BlockManagerSlaveEndpoint

BlockManagerSlaveEndpoint是RpcEndpoint的一个具体实现类,是BlockManager的组件,当向Driver注册BlockManager时,会带上BlockManagerSlaveEndpoint信息。BlockManagerSlaveEndpoint保存了Executor的地址,Driver可以通过调用相关BlockManager的BlockManagerSlaveEndpoint来向BlockManager发送删除指令。

源码分析

  • 处理来自Driver的删除请求,并返回删除结果的逻辑
  override def receiveAndReply(context: RpcCallContext): PartialFunction[Any, Unit] = {
    case RemoveBlock(blockId) =>
      doAsync[Boolean]("removing block " + blockId, context) {
        blockManager.removeBlock(blockId)
        true
      }

    case RemoveRdd(rddId) =>
      doAsync[Int]("removing RDD " + rddId, context) {
        blockManager.removeRdd(rddId)
      }

    case RemoveShuffle(shuffleId) =>
      doAsync[Boolean]("removing shuffle " + shuffleId, context) {
        if (mapOutputTracker != null) {
          mapOutputTracker.unregisterShuffle(shuffleId)
        }
        SparkEnv.get.shuffleManager.unregisterShuffle(shuffleId)
      }

    case RemoveBroadcast(broadcastId, _) =>
      doAsync[Int]("removing broadcast " + broadcastId, context) {
        blockManager.removeBroadcast(broadcastId, tellMaster = true)
      }

    case GetBlockStatus(blockId, _) =>
      context.reply(blockManager.getStatus(blockId))

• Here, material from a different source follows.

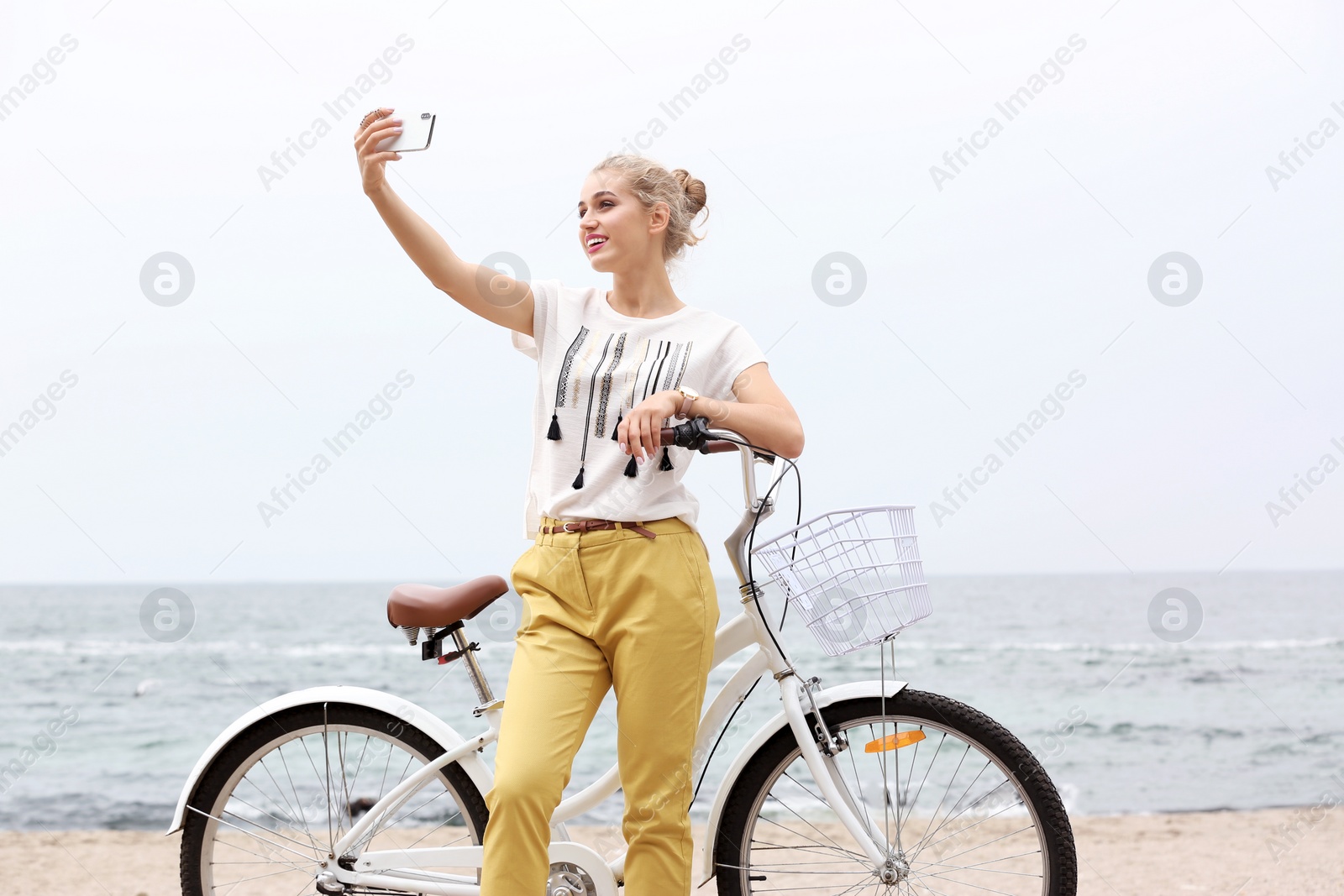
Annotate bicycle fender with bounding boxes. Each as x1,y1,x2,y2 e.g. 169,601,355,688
166,685,495,834
695,679,909,887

    case GetMatchingBlockIds(filter, _) =>
      context.reply(blockManager.getMatchingBlockIds(filter))

    case TriggerThreadDump =>
      context.reply(Utils.getThreadDump())
  }

  private def doAsync[T](actionMessage: String, context: RpcCallContext)(body: => T) {
    val future = Future {
      logDebug(actionMessage)
      body
    }
    future.onSuccess { case response =>
      logDebug("Done " + actionMessage + ", response is " + response)
      context.reply(response)
      logDebug("Sent response: " + response + " to " + context.senderAddress)
    }
    future.onFailure { case t: Throwable =>
      logError("Error in " + actionMessage, t)
      context.sendFailure(t)
    }
  }

BlockTransferService

BlockTransferService用来实现BlockManager与其他Executor的BlockManager的相互通信,来获取/上传数据块。BlockTransferService是一个抽象类,NettyBlockTransferService是他的实现类,通过netty实现网络通信。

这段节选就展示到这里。